3月
01

2017/03/01【THAADを恐れる中国】

 韓国が在韓米軍の弾道ミサイル迎撃システム「THAAD」の配備を決めて以降、中国は反発を強め中韓関係が悪化しています。

 韓国は弾道ミサイル技術を急速に高めている北朝鮮に対抗するためにTHAADの配備を決めた訳ですが、中国が反発する理由は、「THAADの高性能レーダーで自国内も監視されること」、「自国の弾道ミサイルまでも無力化されること」を懸念しているからと伝えられています(※)。

 しかし、THAADのレーダーは近年普及し始めたXバンドという特殊な波長を使用しているとは言え、自国領内に配備されたレーダーで隣国内も監視することは、どの国でも一般に行われています。

 また、中国の弾道ミサイルが無力化されると言っても、そもそも韓国軍が配備している弾道ミサイルは、米軍との取り決めで政治的な配慮により、北朝鮮を標的とした比較的短い射程のものが主体であり、中韓間で弾道ミサイルの軍事バランスを保っている訳ではありません。

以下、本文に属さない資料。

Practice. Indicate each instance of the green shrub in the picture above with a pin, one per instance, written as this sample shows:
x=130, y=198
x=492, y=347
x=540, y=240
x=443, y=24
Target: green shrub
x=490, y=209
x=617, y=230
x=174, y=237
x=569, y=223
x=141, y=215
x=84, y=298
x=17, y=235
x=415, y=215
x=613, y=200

 ですから、中国は言い掛かり的な理由で韓国のTHAAD配備に反対していると言えますが、それだけ弾道ミサイル迎撃システムに対しセンシティブになっているということを表しています。

 これは、中国が米国の弾道ミサイル迎撃システムを突破するために、「極超音速飛翔体」などと言われる新たな兵器の開発を急いでいることからも裏付けられます。

 翻って、日本もTHAADなど新たな弾道ミサイル迎撃システムの導入を検討していますが、これらが中国の弾道ミサイルに対しても一定の抑止力になるということを示しているので、早期の導入実現をすべきと考えます。